An outspoken critic of many Parish Council and Kenner City Council actions, Morella wholly disagrees that political experience automatically means effective leadership. A slew of elected officials oversaw the construction of the $54.5 million parish Performing Arts Center in Metairie, which opened in June six years late and at twice its originally estimated cost, he said.

Morella, 69, proudly notes that he hasn’t accepted a single dollar for his campaign.

“I believe ... you are beholden to those donors, man,” said Morella, who lost an attempt to unseat Yenni as Kenner mayor last year. “When they ask for something, you have to deliver, whether it’s in the best interests of the people you were elected to serve or not.”

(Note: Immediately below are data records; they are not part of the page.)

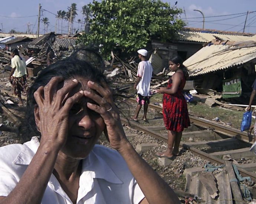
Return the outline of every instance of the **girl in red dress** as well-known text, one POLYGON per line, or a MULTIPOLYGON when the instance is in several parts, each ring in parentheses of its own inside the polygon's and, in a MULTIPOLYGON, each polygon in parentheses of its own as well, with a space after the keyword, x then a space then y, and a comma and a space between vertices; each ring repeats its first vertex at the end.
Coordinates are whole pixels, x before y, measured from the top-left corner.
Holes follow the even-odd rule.
POLYGON ((188 74, 182 63, 179 56, 169 59, 169 68, 175 73, 170 78, 167 87, 157 90, 163 93, 163 114, 168 135, 167 149, 157 153, 159 157, 171 159, 178 155, 182 132, 190 125, 187 102, 182 93, 188 74))

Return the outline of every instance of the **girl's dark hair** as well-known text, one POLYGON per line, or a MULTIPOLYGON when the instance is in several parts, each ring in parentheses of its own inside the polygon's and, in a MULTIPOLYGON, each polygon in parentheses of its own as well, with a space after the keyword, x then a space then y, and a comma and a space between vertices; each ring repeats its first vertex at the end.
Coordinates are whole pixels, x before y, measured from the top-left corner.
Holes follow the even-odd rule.
POLYGON ((181 57, 178 55, 177 55, 170 57, 169 59, 169 60, 171 61, 176 65, 180 64, 180 69, 182 70, 184 74, 185 79, 187 79, 189 77, 188 71, 187 68, 183 65, 183 61, 181 57))
POLYGON ((20 53, 19 53, 19 50, 18 50, 18 49, 17 48, 13 48, 11 50, 11 52, 12 52, 12 53, 13 53, 14 54, 14 55, 18 55, 18 56, 19 56, 20 57, 20 59, 21 60, 22 60, 22 59, 21 58, 20 56, 20 53))
MULTIPOLYGON (((97 82, 103 79, 108 83, 104 74, 103 65, 102 59, 98 54, 91 50, 82 49, 77 50, 70 57, 43 69, 29 89, 27 95, 25 121, 32 135, 40 135, 37 129, 34 115, 36 104, 34 93, 39 87, 45 86, 52 77, 56 76, 62 76, 64 80, 74 79, 77 76, 85 77, 97 82)), ((25 134, 23 135, 24 135, 22 138, 23 141, 30 139, 30 135, 25 137, 25 134)))

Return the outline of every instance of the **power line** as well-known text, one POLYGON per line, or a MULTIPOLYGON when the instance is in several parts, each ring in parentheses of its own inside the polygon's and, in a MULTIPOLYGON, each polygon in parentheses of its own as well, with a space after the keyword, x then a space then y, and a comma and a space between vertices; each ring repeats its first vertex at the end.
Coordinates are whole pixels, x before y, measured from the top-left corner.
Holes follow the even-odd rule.
POLYGON ((11 16, 0 16, 0 17, 4 17, 4 18, 29 18, 30 17, 35 17, 37 16, 37 15, 36 16, 19 16, 19 17, 11 17, 11 16))
MULTIPOLYGON (((256 11, 250 11, 250 13, 254 13, 256 12, 256 11)), ((247 12, 245 13, 234 13, 233 14, 228 14, 227 15, 220 15, 219 16, 205 16, 205 18, 213 18, 214 17, 221 17, 222 16, 234 16, 234 15, 240 15, 240 14, 246 14, 247 12)), ((191 17, 189 18, 179 18, 180 19, 201 19, 201 17, 191 17)))
POLYGON ((240 25, 242 24, 243 24, 244 23, 244 22, 242 22, 241 23, 239 23, 239 24, 237 24, 236 26, 234 26, 232 27, 230 27, 229 28, 228 28, 227 29, 226 29, 226 30, 224 30, 223 31, 226 31, 226 30, 230 30, 231 29, 232 29, 233 28, 234 28, 235 27, 236 27, 237 26, 239 26, 240 25))
MULTIPOLYGON (((215 22, 216 21, 221 21, 222 20, 229 20, 229 19, 235 19, 236 18, 237 18, 238 17, 241 17, 241 16, 245 16, 246 15, 246 14, 244 14, 243 15, 241 15, 240 16, 236 16, 235 17, 232 17, 231 18, 228 18, 227 19, 218 19, 218 20, 209 20, 209 21, 205 21, 204 22, 206 23, 206 22, 215 22)), ((201 18, 202 18, 201 17, 201 18)), ((194 21, 194 20, 188 20, 187 21, 188 22, 198 22, 198 23, 199 22, 201 22, 201 21, 194 21)))

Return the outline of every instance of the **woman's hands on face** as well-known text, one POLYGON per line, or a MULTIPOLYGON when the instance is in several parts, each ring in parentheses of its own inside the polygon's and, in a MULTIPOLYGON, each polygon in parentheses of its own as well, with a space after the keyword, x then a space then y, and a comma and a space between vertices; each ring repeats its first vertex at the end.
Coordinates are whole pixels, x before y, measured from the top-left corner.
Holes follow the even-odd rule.
POLYGON ((91 81, 87 83, 88 86, 95 91, 85 91, 85 95, 99 105, 88 103, 87 107, 101 115, 106 125, 107 139, 113 148, 119 150, 129 142, 124 131, 119 112, 114 103, 111 92, 105 81, 102 80, 101 83, 99 85, 91 81))
POLYGON ((58 89, 62 78, 53 77, 44 87, 40 86, 34 93, 37 104, 35 119, 41 135, 40 144, 49 142, 59 149, 65 144, 68 132, 69 113, 73 105, 83 96, 80 91, 68 98, 65 96, 78 83, 74 79, 58 89))

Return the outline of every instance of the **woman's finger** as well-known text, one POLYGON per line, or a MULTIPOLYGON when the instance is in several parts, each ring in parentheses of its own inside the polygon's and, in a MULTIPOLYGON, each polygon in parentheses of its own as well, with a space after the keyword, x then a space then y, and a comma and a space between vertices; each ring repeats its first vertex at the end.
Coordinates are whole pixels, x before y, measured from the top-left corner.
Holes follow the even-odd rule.
POLYGON ((68 113, 74 104, 78 102, 83 96, 83 91, 81 90, 72 96, 68 98, 63 106, 62 108, 63 111, 68 113))
MULTIPOLYGON (((90 88, 95 90, 103 97, 108 99, 112 98, 112 93, 111 91, 105 82, 104 84, 105 84, 105 85, 104 85, 104 87, 101 86, 98 83, 89 80, 87 82, 87 85, 90 88)), ((110 101, 110 102, 112 102, 110 101)))
POLYGON ((54 76, 45 86, 44 95, 45 101, 46 103, 48 104, 52 103, 54 95, 54 91, 56 91, 58 84, 62 81, 63 78, 61 76, 54 76))
POLYGON ((56 95, 54 101, 55 102, 54 104, 55 108, 59 109, 64 104, 66 99, 71 96, 68 95, 66 99, 64 98, 66 97, 67 94, 68 93, 74 88, 77 85, 78 83, 78 80, 74 79, 71 82, 69 82, 64 85, 63 87, 57 91, 56 95), (63 101, 64 100, 64 101, 63 101))
POLYGON ((100 114, 103 113, 104 112, 109 110, 112 105, 109 103, 105 99, 96 94, 94 92, 85 90, 84 92, 86 97, 90 98, 96 102, 100 106, 102 110, 100 111, 100 113, 98 112, 100 114))

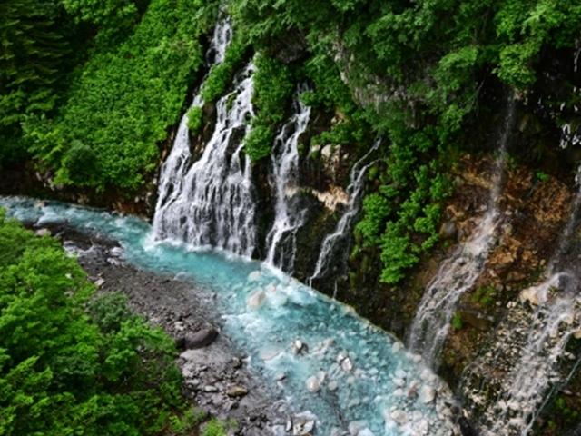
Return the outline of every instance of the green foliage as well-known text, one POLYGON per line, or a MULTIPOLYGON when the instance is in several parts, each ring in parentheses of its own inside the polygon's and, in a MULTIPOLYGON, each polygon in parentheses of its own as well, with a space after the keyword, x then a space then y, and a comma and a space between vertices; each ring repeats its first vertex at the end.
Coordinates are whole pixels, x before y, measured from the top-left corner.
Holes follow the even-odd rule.
POLYGON ((244 140, 246 154, 252 161, 259 161, 271 154, 273 141, 273 129, 268 125, 258 124, 252 127, 244 140))
POLYGON ((200 106, 192 106, 188 111, 188 129, 192 134, 198 134, 202 127, 203 111, 200 106))
MULTIPOLYGON (((0 212, 0 434, 160 434, 186 409, 173 342, 0 212), (85 307, 88 311, 85 312, 85 307)), ((185 420, 185 421, 184 421, 185 420)))
POLYGON ((454 316, 452 317, 450 323, 452 324, 452 328, 454 330, 456 331, 462 330, 462 327, 464 327, 464 323, 462 322, 462 315, 460 315, 460 313, 458 313, 458 312, 454 313, 454 316))
POLYGON ((30 120, 25 129, 31 150, 56 171, 58 183, 127 193, 141 185, 155 168, 158 143, 179 118, 192 73, 202 64, 198 36, 214 16, 212 2, 153 0, 125 41, 113 50, 96 47, 57 116, 30 120), (86 178, 76 164, 89 149, 94 173, 86 178))
POLYGON ((230 85, 236 71, 241 66, 248 52, 248 45, 240 34, 236 34, 232 42, 226 49, 224 62, 215 64, 210 70, 203 88, 202 97, 206 103, 215 103, 223 95, 230 85))
POLYGON ((0 4, 0 165, 25 156, 21 123, 55 109, 75 62, 71 25, 56 0, 0 4))
POLYGON ((271 154, 275 128, 284 119, 293 86, 290 72, 281 61, 258 54, 254 64, 252 104, 256 114, 244 150, 252 161, 258 161, 271 154))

Although he often boasts that he doesn’t own a cellphone, Morella said his administration would court high-tech, online retailers and manufacturers. He believes that could boost the sales tax revenue that the parish’s brick-and-mortar retailers have struggled to generate in the age of online shopping.

Yenni

Yenni touts an administrative résumé that he says is as robust as anyone’s.

Before becoming Kenner’s mayor, Yenni, 39, ran the Jefferson Parish department that received constituents’ complaints, and he was former Kenner Mayor Ed Muniz’s chief administrative officer.

Yet Yenni also emphasizes that he and his wife are raising a 2-year-old daughter, so he says nobody knows better than he what young families — who are vital to communities — need to remain in or move to Jefferson.

Yenni said Kenner has been recognized for two things that are attractive to both young families and businesses: having one of the lowest violent crime rates among cities in Louisiana and being the most ethnically and racially diverse municipality in the state.

One way his administration contributed to those two achievements was through aggressive property code enforcement, he said. “Kenner,” he said, “is a smaller version of what Jefferson needs to be.”